Аполло покосился на Соню, застывшую в позе сварливой домохозяйки.
— Соня, минут на пять... . Мисс Миллер открыла рот, намереваясь что-то возразить, но промолчала и вышла, хлопнув дверью.
— Как ты подниматься стала и меня из дела вышибла, — начал Дарлинг тихо и торопливо, — совсем плохо пошло все. Бабки, которые с тебя получил за то, что бумаги выправил, быстро стаяли. Бизнесу никакого. Ну, я помыкался кое-как, а тут месяца два назад такое предложение получил — закачаешься.
Таня наклонила голову, показывая, что внимательно его слушает.
— Бар в Бристоле, классный, со всеми наворотами, и очень дешево, только деньги быстро нужны были. Джимми, ну тот парень, на которого продавец вышел, собрал, сколько мог, но трех кусков все равно не хватало. Он и предложил войти в долю. Я подсуетился, у дружка одного занял, бабки внес, все путем. Думал, как стану владельцем, сразу заложу все хозяйство и должок отдам. Только Джимми, падла, кинул меня в последний момент, отвалил со всей наличностью.
— Ну и?..
— Ну и! Дружок тачку мою конфисковал, деньги вернуть требует, счетчик поставил.
— Сколько?
— Было три. Сказал, если в срок не отдам, будет четыре. Еще неделю просрочу — шесть, две — кончат меня!

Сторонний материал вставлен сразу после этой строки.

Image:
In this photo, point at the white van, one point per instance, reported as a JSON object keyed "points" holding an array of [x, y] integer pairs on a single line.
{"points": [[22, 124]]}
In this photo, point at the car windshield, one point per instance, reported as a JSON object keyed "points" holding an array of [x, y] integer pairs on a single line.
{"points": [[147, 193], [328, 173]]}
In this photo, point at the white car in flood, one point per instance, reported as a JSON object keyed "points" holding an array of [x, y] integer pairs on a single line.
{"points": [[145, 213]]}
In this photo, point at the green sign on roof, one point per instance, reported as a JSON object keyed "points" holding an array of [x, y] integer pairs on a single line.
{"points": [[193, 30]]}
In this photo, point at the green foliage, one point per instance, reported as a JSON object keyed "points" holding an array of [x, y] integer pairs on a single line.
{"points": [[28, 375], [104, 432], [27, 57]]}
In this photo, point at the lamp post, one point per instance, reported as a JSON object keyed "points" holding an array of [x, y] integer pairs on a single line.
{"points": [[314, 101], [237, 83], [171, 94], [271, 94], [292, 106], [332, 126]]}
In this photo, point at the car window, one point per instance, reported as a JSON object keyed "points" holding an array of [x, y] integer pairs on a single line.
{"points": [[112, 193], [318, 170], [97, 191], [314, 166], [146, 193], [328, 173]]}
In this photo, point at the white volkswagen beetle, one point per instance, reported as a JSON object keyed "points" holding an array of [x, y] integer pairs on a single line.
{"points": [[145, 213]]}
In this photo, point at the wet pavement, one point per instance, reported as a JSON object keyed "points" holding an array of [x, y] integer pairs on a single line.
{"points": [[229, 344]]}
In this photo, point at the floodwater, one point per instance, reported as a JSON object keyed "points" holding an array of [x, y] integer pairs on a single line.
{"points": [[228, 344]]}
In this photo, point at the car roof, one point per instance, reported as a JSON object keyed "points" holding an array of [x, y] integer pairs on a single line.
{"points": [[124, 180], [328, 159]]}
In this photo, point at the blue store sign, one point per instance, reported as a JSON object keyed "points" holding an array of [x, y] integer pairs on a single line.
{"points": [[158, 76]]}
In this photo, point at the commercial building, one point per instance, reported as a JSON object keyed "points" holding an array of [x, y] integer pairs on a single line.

— К несчастью, миссис Даолинг, ликвидационная комиссия прекратила рассмотрение претензий по факту злостного банкротства инвестиционного общества «Икарус» пятнадцатого апреля сего года, — пролаял толстый бакенбардист, словно сошедший со страниц Диккенса. — Все вкладчики, даже чертовы иностранцы, были об этом своевременно и неоднократно информированы, в том числе и через прессу.
— Эта чертова иностранка, — Таня показала на себя, — не была информирована ни о чем.
Бакенбардист недоверчиво хмыкнул и уставился в разложенные на столе бумаги.
— Странно... в высшей степени странно. Впрочем, это почти не имеет значения. На момент вручения постановления об аресте имущества на счетах «Икаруса» оставалось тридцать два миллиона шестьсот двенадцать тысяч четыреста тридцать два фунта стерлингов, тогда как сумма выданных долговых обязательств превышает двести миллионов. Таким образом, вчинив иск, вы могли бы в лучшем случае рассчитывать на взыскание в судебном порядке суммы, не превышающей двух тысяч фунтов стерлингов. Однако процессуальные издержки...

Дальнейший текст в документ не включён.